Others focus on what should be tweaked to guarantee a fair contest.
“For me it’s the sending offs,” said Springbok Rugby World Cup winning flyhalf from 1995 Joel Stransky.
“For a team to have a red card changes the outcome of the game massively. Even a yellow card can do that. In 10 minutes, if the other team is clinical they can score three tries.
You want to punish a team but you don’t want to completely take the game away from them. It must be difficult but not impossible
"That’s potentially 21 points and its game over.
“I like the idea of a red card but you get to replace that person after a period of time.”
Stransky is also a proponent of sanctioning a team commensurate to their crime.
“What I would also advocate is that you can’t have a double whammy where you get a sending off and a penalty try. It should be one or the other.
“Also, if you have a sending off that should be defined as 10 minutes or 10 points. In the case of a red card I think they are looking at 20 minutes before someone else can come back on.
"You want to punish a team but you don’t want to completely take the game away from them. It must be difficult but not impossible.”
He also has distinct thoughts on how the scrum, especially its resets can be a source of less frustration.
“If a scrum has to be reset stop the clock. Three or four minutes of game time gets wasted because the scrums have to be reset. That is just useless.”
Former Test referee and TMO Shaun Veldsman is also keen to see a game with greater flow to it.
For that to happen, however, the murky shallows of the ruck needs to be cleaned up.
“Often the ball takes time to emerge from a ruck. I would allow hands in the ruck, whether a player is on his feet or not.
"You’ll still have a fair contest because both teams would be able to use their hands in the ruck.”
The tackle is also an area Veldsman would use to speed up the game.

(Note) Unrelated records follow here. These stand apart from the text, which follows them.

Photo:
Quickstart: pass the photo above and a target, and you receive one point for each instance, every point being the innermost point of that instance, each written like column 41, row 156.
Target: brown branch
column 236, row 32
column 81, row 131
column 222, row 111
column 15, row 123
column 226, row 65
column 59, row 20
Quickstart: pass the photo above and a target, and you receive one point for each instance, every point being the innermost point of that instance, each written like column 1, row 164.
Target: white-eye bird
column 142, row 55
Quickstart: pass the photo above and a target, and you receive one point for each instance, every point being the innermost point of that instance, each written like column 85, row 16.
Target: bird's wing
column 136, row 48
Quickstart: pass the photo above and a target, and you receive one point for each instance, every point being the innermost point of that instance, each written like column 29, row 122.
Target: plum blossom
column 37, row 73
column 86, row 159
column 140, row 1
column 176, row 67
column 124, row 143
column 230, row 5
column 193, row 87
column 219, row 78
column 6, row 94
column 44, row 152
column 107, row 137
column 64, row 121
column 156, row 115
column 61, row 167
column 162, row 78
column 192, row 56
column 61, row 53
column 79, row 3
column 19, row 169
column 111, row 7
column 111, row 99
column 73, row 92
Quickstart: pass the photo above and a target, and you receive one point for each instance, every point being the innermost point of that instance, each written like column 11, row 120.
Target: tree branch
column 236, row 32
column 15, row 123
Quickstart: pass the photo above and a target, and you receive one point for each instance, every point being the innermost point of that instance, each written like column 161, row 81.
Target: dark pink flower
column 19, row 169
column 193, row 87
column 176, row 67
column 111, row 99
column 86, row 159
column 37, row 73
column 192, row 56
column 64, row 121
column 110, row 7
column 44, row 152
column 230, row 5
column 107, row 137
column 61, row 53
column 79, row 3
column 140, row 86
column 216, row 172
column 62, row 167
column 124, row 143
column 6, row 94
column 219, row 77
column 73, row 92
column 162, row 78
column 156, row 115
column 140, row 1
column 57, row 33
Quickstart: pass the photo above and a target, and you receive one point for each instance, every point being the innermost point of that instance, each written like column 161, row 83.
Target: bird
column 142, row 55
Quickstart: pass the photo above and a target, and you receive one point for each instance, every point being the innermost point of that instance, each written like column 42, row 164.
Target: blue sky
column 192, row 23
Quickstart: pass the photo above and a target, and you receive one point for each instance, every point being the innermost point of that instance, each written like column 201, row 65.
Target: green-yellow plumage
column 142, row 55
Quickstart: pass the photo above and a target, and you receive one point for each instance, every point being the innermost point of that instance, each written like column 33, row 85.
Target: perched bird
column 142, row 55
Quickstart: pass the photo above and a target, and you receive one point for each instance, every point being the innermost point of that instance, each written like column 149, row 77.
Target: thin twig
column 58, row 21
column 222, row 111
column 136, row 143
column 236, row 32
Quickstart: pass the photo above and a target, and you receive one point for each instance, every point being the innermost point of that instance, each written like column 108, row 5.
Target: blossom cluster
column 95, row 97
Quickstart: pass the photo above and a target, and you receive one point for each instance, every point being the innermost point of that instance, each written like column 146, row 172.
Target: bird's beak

“The ball carrier should be able to place the ball without interference.
"Too often the referee has to remind the tackler with ‘roll away, roll away’.
"That should be policed in a stricter way because the player knows they have to roll away.
"Basically the infringement has already been committed and the defence has had time to reset.”
Veldsman said rugby faces uncertain times because of the adjustments it may have to make to be played with the spectre of Covid-19 a constant.
“It is a contact sport. You can’t remove contact from the game. Are you still going to have a proper tussle for the ball?” he wondered.